A Hardy Perennial

by Jay Nordlinger

Much of journalism, like much of life, is repetition. One consolation is that some listeners haven’t heard our songs before. Other listeners may actually like them, repeatedly. Anyway, I have given something like the below sermon before. Now, congregation, sit up straight in your pews and see what you think:

Tax Day isn’t very fun, is it? I mean, we all want to pay taxes, or at least don’t mind doing so — price of civilization and all. But we do mind when we think the taxes are too high and too numerous; when we think that they’re onerous and counterproductive. That is the way many of us feel right now.
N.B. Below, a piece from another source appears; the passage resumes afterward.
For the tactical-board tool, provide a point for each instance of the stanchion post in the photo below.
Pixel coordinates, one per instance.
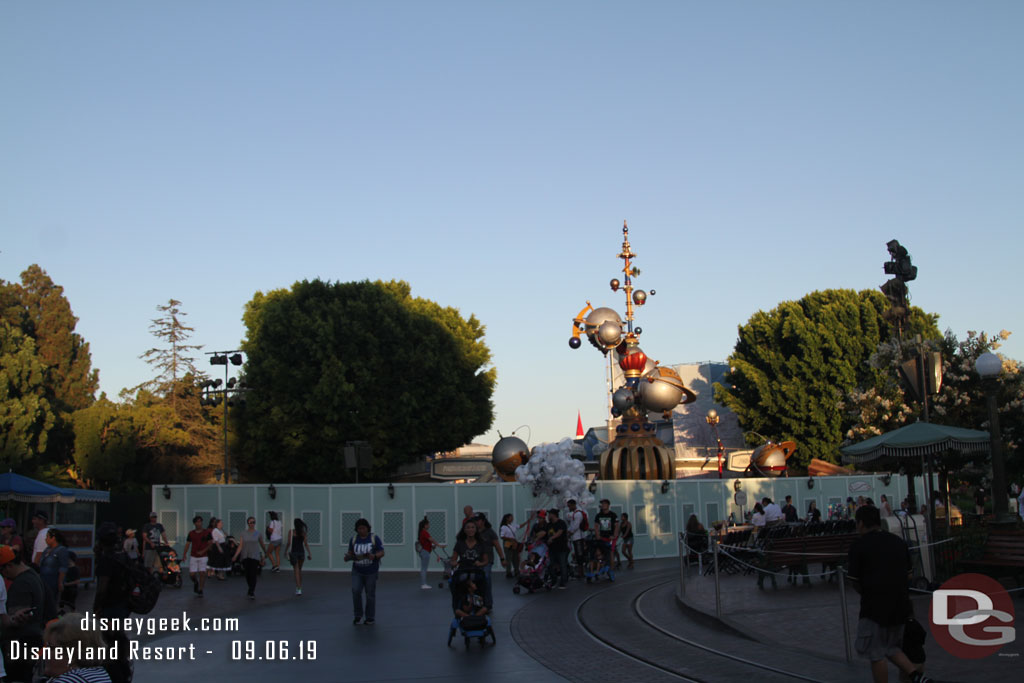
(845, 611)
(718, 584)
(683, 559)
I don’t speak only of federal taxes, but of state and city taxes as well. They keep coming and coming . . .

I grew up listening to George McGovern say the following, all the time — whenever the subject of taxes came up: “Well, my dear old dad used to say, if you’re paying taxes, you’re doing pretty well.” So we were all supposed to shut up about taxes: because, if we were paying them, we were Richie Riches. You know how it goes.

Bill Buckley and I used to share a complaint about the tax code, and this is the way we would put it, when complaining together: The tax code pits Americans against one another. It pits homeowners against renters, married people against unmarried people, people with children against people without children, people with children going to college against people with children going into trades — and on and on. The tax code is packed with social policy, and bias. That’s one reason I say, a pox on it.

And what did Jimmy Carter call it? “A disgrace to the human race.” About one thing, at least, he was right.

I also think that every worker should pay taxes — which I know is not a popular position. I think the pimply kid just starting out at McDonald’s should pay taxes, and that Donald Trump should pay taxes. Everyone contributing to the commonweal. The pimply kid contributes a little; Trump contributes a lot — but it’s equitable.

Finally, I want to share a memory: When a conservative friend and I first started paying taxes (beginning of college, basically), we liked to imagine that our particular taxes were going to particular purposes. Laudable purposes. For example, we’d say, “Our taxes are going to pay the salary of Elliott Abrams,” the smart young assistant secretary of state who appeared on Crossfire now and then. We’d say, “Our taxes are going to pay Cap Weinberger,” the secretary of defense. And so on.

It was kind of fun. And it made us feel better about paying taxes. You may wish to try it. For example, you could say, “My taxes are going to subsidize ACORN.”

Oh, no, that won’t work . . .

I know I’ve mentioned this before (along with all of the above) — but here it is again: I had a golf instructor, one of the greats (Bill Strausbaugh Jr., the most decorated teaching pro in the PGA), who would often repeat himself, necessarily. Repetition is virtually the soul of coaching. (Bill made a distinction between teaching and coaching. “I can teach you all there is to know in a few lessons — so I’m your teacher for those few lessons. But I’m your coach for life.”)

He’d say, “I may bore you, but I hope never to confuse you.” I may repeat myself, but I want to be perfectly clear. (Oh, no, that was Nixon.)